16 Nov 2009

Rudd says sorry to Forgotten Australians

9:23 pm on 16 November 2009

The Australian Prime Minister Kevin Rudd has given an emotional apology to the country's "forgotten Australians", many of whom gathered at Parliament House in Canberra on Monday.

Almost 1,000 men and women from all over Australia gathered in Parliament's Great Hall in Canberra to hear Mr Rudd and Opposition Leader Malcolm Turnbull apologise for the abuse, neglect and suffering they endured in foster care and orphanages between the 1920s and 1970s.

The ceremony was televised and celebrations were held throughout Australia.

Children deported from Britain under its Child Migrants Programme are among about 500,000 children who grew up in government-run institutions and foster care in Australia.

From 1920-1967, about 150,000 white working class children were sent away for a "better life" to help populate Britain's former colonies, including New Zealand, Australia and Canada.

Some were told they were orphans before being deported without their parents' consent.

In Australia, most ended up in institutions, or were made to work as farm labourers, and many were physically and sexually abused. Only decades later did they find out that their parents were still alive.

Mr Rudd said Australia is sorry for the physical suffering and emotional starvation during the children's forced care. He said the nation looked back in shame at the "great evil" that had been done.

"To you, the Forgotten Australians and those who were sent to our shores as children without their consent ... we are sorry."

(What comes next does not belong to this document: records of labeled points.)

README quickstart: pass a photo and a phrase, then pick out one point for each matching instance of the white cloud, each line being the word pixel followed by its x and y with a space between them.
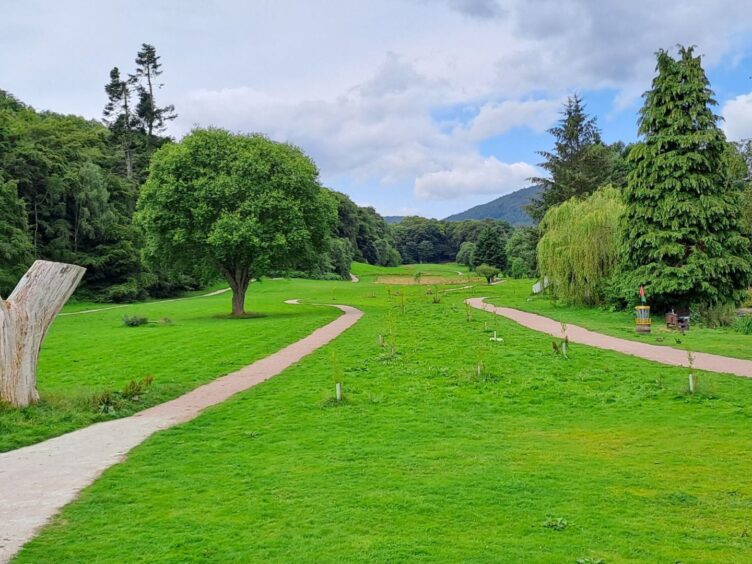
pixel 737 115
pixel 498 118
pixel 473 176
pixel 357 85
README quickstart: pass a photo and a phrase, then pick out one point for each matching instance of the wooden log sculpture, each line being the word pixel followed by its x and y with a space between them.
pixel 24 320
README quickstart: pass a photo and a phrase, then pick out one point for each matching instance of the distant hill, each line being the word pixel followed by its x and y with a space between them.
pixel 509 208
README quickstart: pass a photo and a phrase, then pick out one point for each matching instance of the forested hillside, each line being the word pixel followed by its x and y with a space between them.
pixel 510 207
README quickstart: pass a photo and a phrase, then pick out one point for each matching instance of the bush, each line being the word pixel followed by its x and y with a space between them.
pixel 134 320
pixel 743 325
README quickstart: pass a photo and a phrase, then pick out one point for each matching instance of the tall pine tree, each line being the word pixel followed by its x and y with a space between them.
pixel 119 116
pixel 685 239
pixel 148 69
pixel 579 163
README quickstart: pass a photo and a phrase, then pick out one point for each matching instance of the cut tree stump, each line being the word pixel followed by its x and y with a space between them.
pixel 24 319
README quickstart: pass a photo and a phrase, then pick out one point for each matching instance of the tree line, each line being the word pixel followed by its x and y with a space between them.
pixel 69 191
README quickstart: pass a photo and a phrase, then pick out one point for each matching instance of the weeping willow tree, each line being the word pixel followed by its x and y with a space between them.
pixel 580 245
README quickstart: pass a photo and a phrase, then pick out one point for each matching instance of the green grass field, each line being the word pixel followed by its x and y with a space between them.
pixel 534 458
pixel 88 354
pixel 724 341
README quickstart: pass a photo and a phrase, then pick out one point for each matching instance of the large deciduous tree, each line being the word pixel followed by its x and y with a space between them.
pixel 240 205
pixel 684 231
pixel 580 245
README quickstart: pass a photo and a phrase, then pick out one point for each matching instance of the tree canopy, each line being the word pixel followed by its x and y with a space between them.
pixel 579 164
pixel 240 205
pixel 580 246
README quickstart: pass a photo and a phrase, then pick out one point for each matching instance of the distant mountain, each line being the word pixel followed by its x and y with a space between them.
pixel 509 208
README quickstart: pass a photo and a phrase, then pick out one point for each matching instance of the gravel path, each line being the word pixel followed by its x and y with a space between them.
pixel 656 353
pixel 38 480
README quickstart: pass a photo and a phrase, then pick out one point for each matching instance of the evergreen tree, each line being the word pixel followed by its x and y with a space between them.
pixel 148 69
pixel 579 163
pixel 118 114
pixel 491 249
pixel 684 233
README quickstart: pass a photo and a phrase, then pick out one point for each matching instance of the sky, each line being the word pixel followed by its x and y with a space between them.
pixel 412 106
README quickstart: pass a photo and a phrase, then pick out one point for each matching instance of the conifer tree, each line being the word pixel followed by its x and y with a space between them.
pixel 148 70
pixel 579 163
pixel 118 114
pixel 685 240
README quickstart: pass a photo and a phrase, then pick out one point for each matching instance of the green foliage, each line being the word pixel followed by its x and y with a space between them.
pixel 367 231
pixel 238 205
pixel 424 459
pixel 430 240
pixel 490 249
pixel 579 164
pixel 135 320
pixel 16 251
pixel 488 272
pixel 743 325
pixel 521 252
pixel 684 233
pixel 341 254
pixel 580 245
pixel 466 254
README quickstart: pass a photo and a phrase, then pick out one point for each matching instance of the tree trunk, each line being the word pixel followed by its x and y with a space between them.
pixel 239 279
pixel 24 320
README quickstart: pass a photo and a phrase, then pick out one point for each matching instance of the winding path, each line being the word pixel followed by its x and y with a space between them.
pixel 656 353
pixel 38 480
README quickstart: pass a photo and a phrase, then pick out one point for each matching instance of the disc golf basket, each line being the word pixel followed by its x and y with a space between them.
pixel 642 319
pixel 642 314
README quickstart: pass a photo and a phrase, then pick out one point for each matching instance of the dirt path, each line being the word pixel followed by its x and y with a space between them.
pixel 656 353
pixel 38 480
pixel 97 310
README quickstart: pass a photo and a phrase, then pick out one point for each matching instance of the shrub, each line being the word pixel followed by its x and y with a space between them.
pixel 134 320
pixel 743 325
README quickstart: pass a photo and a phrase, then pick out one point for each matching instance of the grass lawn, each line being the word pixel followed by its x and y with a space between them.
pixel 88 354
pixel 599 458
pixel 725 341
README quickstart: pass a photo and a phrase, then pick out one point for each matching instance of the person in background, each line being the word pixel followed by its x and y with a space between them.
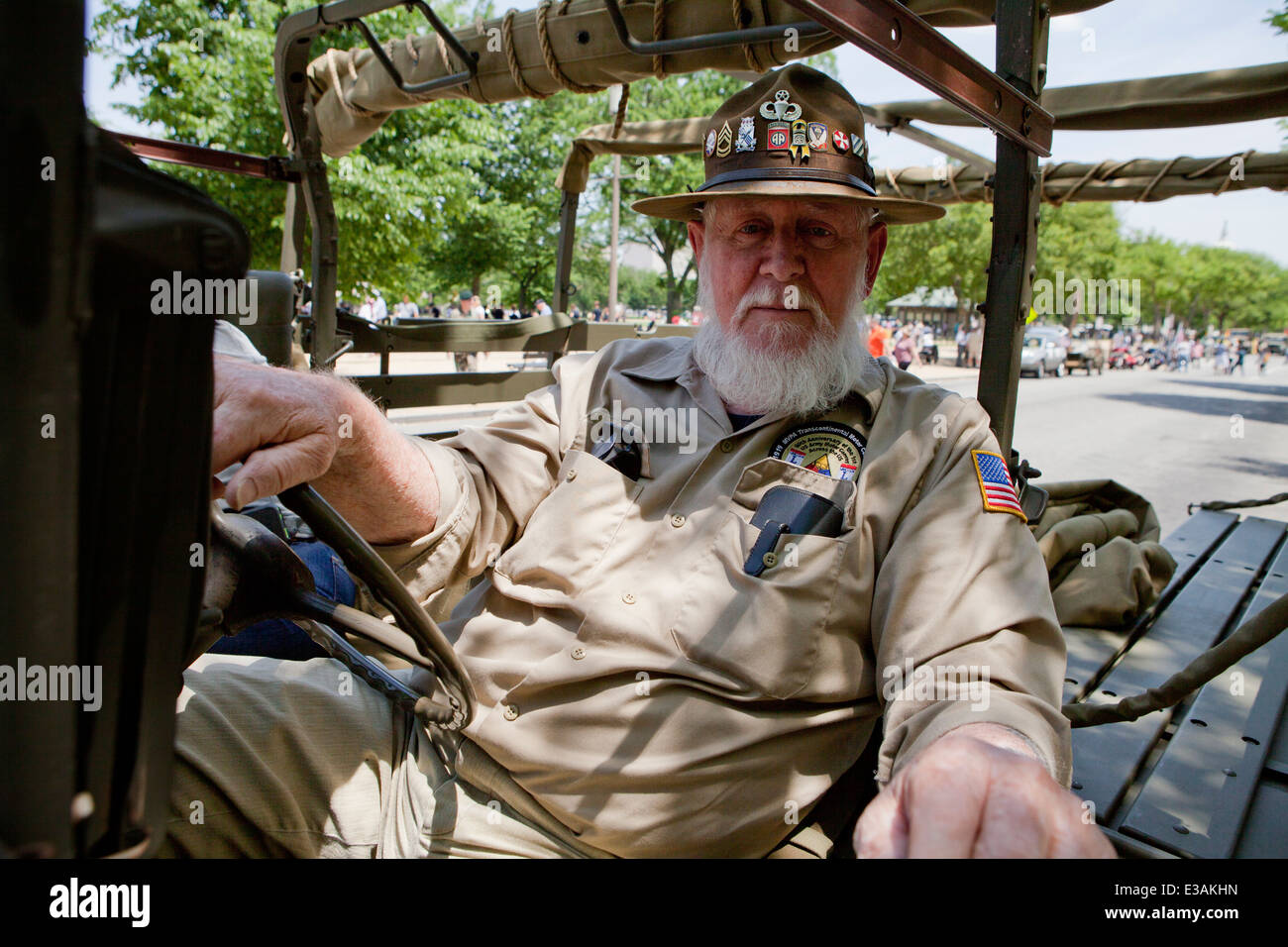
pixel 876 338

Amid loud cheers from the audience Mr Rudd said the

apology represented a turning point for "shattered lives" and the nation's political leadership.

Many of those in the audience were in tears during Mr Rudd's and Mr Turnbull's speeches.

Caroline Carroll, of the Alliance for Forgotten Australians, says it is overdue recognition for the pain of the past and she sees it as "a celebration of survival".

The Uniting Church of Australia has welcomed the government's apology. It says the church has also acknowledged and apologised for its role in harmful care practices and congratulates the government for taking the step.